The puzzle Bitcoin miners are trying to solve, in order to win their reward, is to generate a number called a nonce that produces a hash within the difficulty tolerance set by the blockchain system. Nonce is an abbreviation for “number only used once.” A nonce is a 4-byte number. It is one of the inputs for the hash.
The most important quality of a hash algorithm is that if you use identical input, you will always get identical output. So, you can easily check to see if the input is the same input you expected, but you can’t tell from the hash what the input actually is. The fingerprint analogy holds up here — you can verify the identity of a person with a fingerprint, but fingerprints don’t tell you what the person is like; it’s an identity, not a blueprint.
The Bitcoin hash is done using a variant of the SHA-2 (Secure Hash Algorithm 2), developed by the National Security Agency (NSA). This kind of hash takes in data of any length, and spits out a 256-bit (32 bytes) hash value, which is usually represented as a hexadecimal (base 16) number of 64 digits. The SHA-2 family of algorithms are patented in US patent 6829355. The United States has released the patent under a royalty-free license. If you want to see how the algorithm works, take a look at the patent disclosure. It is a complex mathematical formula, but the algorithm isn’t secret. This is what most articles and blogs mean when they refer to “math puzzles” or “complex algorithms.”
And no matter how long your input is–one character or thousands–the resulting hash using SHA-2 will be 64 characters. Also, the SHA-256 algorithm is designed to produce output that will appear to be a random sequence. So, the only way to get the specific hash for specific input data is to perform the hash.
The implication is that the fastest solution to create a hash within the difficulty level is “brute-force,” or trying solutions at random. The SHA-256 algorithm cannot be reverse engineered. So brute force is what miners do. They make their computers generate and test as many different hashes as fast as possible, until they find a value that fits the difficulty target.

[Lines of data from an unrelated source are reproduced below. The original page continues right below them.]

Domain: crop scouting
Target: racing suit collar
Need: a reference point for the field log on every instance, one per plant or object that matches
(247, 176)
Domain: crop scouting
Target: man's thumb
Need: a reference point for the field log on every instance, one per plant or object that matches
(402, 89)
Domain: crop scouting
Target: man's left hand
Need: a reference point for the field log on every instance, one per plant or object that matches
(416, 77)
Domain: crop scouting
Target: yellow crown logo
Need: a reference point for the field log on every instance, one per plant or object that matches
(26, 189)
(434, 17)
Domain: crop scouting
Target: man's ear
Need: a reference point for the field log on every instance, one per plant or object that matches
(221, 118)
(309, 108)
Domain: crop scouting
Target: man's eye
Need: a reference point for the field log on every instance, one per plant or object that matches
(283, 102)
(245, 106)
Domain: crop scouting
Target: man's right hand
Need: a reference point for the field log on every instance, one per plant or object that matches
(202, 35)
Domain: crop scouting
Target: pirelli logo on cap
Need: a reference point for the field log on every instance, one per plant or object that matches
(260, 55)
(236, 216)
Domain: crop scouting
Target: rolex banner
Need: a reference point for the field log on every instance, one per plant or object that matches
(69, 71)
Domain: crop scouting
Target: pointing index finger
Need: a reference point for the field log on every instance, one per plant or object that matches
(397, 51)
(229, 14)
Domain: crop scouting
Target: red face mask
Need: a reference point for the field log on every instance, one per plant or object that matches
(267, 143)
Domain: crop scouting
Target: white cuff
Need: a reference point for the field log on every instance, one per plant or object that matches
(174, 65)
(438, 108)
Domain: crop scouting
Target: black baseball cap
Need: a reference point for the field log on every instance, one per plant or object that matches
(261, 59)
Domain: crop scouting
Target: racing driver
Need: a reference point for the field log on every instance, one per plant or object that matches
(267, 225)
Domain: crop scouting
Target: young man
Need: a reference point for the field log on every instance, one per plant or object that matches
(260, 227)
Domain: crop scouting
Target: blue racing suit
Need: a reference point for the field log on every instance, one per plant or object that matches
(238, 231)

When Bitcoin miners compete to verify a new block, they use the following as input to create their hashes:
- The new blocks on the blockchain for the 10 minute period to be verified
- The hash for the previous block (which has already been verified)
- The nonce, which is generated randomly
The puzzle is solved when the resulting hash value is less than or equal to the current difficulty target value. If a nonce doesn’t work to create a hash that meets that condition, the miner moves on to the next nonce–that’s why the nonce is only used once.
Professional miners submit thousands of hashes to the system per second. The more hashes they can submit in the 10-minute time period, the more likely they will win the reward. That means the miners with faster computers win more often.
The winner of the mining contest then updates the blockchain ledger by adding a newly mined block covering all of the newly verified transactions to the chain. The winning miner claims the block mining reward by adding it as a transaction on the new block. This reward come from new coins, whereas all of the other verified transactions on the block come from existing coins.
The system then moves on to the next block to be verified. This happens about every 10 minutes.
How is the Blockchain Validated?
Blockchain works because of three concepts: mining (scarcity), validation, and trust.
Validation is not the same as mining. Validation of the chain happens at two checkpoints. First, on input: when someone wants to makes a transaction on the blockchain, the transaction is sent to a node. Remember that the blockchain is stored on many independent nodes, and these nodes communicate with each other in a distributed network. So, when a transaction is sent to one node, that node shares the transaction with other nodes connected to it on the network. Those nodes, in turn, populate the transaction to other nodes in the network, until the entire network includes the same transactions.
A node validates the transaction to ensure it is in the proper form and adds the transaction to a transaction pool, which is like a clearing house where transactions await mining of the block that will include them. The pending transactions become part of a candidate block. Miners can choose to construct and mine a candidate block for some or all of the transactions in the pool, but the more they include, the higher their reward will be. (The way transactions are chosen to be included in candidate blocks depends on their age, size, priority and other factors, explained in the above link.)
When the mining proof of work has been completed, the winning miner transmits the new block to other nodes on the network. Each node validates the new block to ensure it is in the correct form, and that the winner produced a hash with the proper difficulty, and then adds it to the chain. The new block is then populated throughout the network.
Why is the Blockchain Trusted?
You may be wondering, at this point, what is the point of all this trouble. Mining via proof of work is not the same as trust–it is an incentive for maintaining the chain. It also creates scarcity for new coins. In other words, proof of work is an arbitrary task that is designed to be difficult to perform. This means new coins, created via mining, will enter the system at a regular rate.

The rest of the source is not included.